Looking back at it, its still a great film but now its more a bunch of shocks in between atmospheric passages (that even Vincent Van Patten can't ruin) that's well sustained with actual sympathetic characters (even the older frat guys and the sorority girl playing the pranks are engaging characters. I'm much more appreciative of Mac Ahlberg's cinematography (he gave a professional gloss to a lot of low budget horror films in the eighties). It's far more than a HALLOWEEN knockoff and is still a favorite. The DVD commentary is fun too.

QUOTE
By the way, as much as I liked The Innocents (and I did), I have to say I now prefer the Masterpiece Theatre production of Turn of the Screw. You guys should give that one a rent.


I'll have to try that one out. I'm only about twenty minutes into the Dan Curtis one and I'm very put off. The acting is awful (except for Megs Jenkins who seems to have completely memorized her character from THE INNOCENTS) and not only does the interior shot-on-video photography compare poorly to most British TV dramas, it even compares poorly to color episodes of DARK SHADOWS. The interview with the uncle is downright embarrassing and has the governess visibly put off by her gruff would-be employer to such an extent that one wonders why he hired her and why she took the job. This scene is completely the opposite of how it usually comes across in adaptations with the governess being charmed by the uncle (which at first seems to be the source of Miles' charm).

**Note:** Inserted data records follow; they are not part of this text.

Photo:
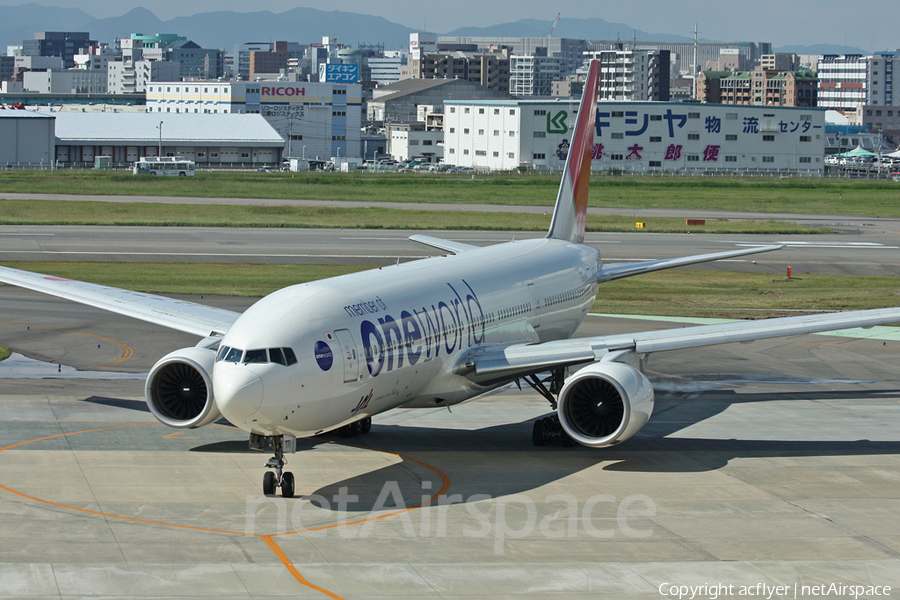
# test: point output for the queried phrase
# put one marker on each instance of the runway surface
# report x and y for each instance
(773, 463)
(870, 252)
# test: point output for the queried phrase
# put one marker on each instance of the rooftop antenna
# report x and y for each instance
(552, 27)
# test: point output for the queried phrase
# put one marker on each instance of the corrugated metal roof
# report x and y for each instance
(143, 128)
(13, 113)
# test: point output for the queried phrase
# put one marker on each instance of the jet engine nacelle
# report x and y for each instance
(605, 403)
(179, 389)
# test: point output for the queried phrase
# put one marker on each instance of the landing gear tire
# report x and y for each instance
(356, 428)
(537, 434)
(287, 485)
(269, 483)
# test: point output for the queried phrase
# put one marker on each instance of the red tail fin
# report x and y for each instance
(571, 202)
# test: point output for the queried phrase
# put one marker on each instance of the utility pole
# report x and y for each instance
(694, 63)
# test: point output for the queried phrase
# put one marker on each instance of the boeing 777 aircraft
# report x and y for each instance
(330, 354)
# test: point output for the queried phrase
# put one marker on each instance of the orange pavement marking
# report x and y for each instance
(267, 538)
(127, 350)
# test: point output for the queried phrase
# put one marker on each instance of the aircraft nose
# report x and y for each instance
(238, 392)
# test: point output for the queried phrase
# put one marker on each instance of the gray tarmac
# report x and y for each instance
(768, 463)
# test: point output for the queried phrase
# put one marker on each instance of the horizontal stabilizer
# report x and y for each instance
(445, 245)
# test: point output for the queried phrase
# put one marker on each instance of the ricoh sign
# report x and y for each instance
(281, 91)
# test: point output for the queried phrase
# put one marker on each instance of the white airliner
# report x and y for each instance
(321, 356)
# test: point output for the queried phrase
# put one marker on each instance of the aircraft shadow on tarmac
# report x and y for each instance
(501, 461)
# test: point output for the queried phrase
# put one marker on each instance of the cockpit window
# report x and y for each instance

The shot on film parts seem rushed. They look very, very soft compared to the video. The manor house of choice looks fine in long shot but seems to have been substituted with another location in closer shots (shot on video) that may not have been so isolated since those exterior shots are filmed rather hurriedly (we barely see Miles face as he gets out of the carriage - so he hardly gets to make an impression on us or the governess). The brightly-colored interiors are by Trevor Williams (the DARK SHADOWS movies, THE CHANGELING) and seem more like a townhouse than a baronial hall. The flat and very bright lighting doesn't help the sets or the atmosphere. The pacing is also off. After Miles gets no chance to make an impression, we then go to the scene where the governess (with the ridiculous name Jane Coverly) sees Quint through the window (rather ineffectively staged and indifferently acted - he stares, shrugs, then walks off) and Mrs Grose hardly requires much persuading to speak of him. The governess asks about the effect the man might have had on Miles but, once again, we've barely met the kid.

I haven't decided whether to watch the rest.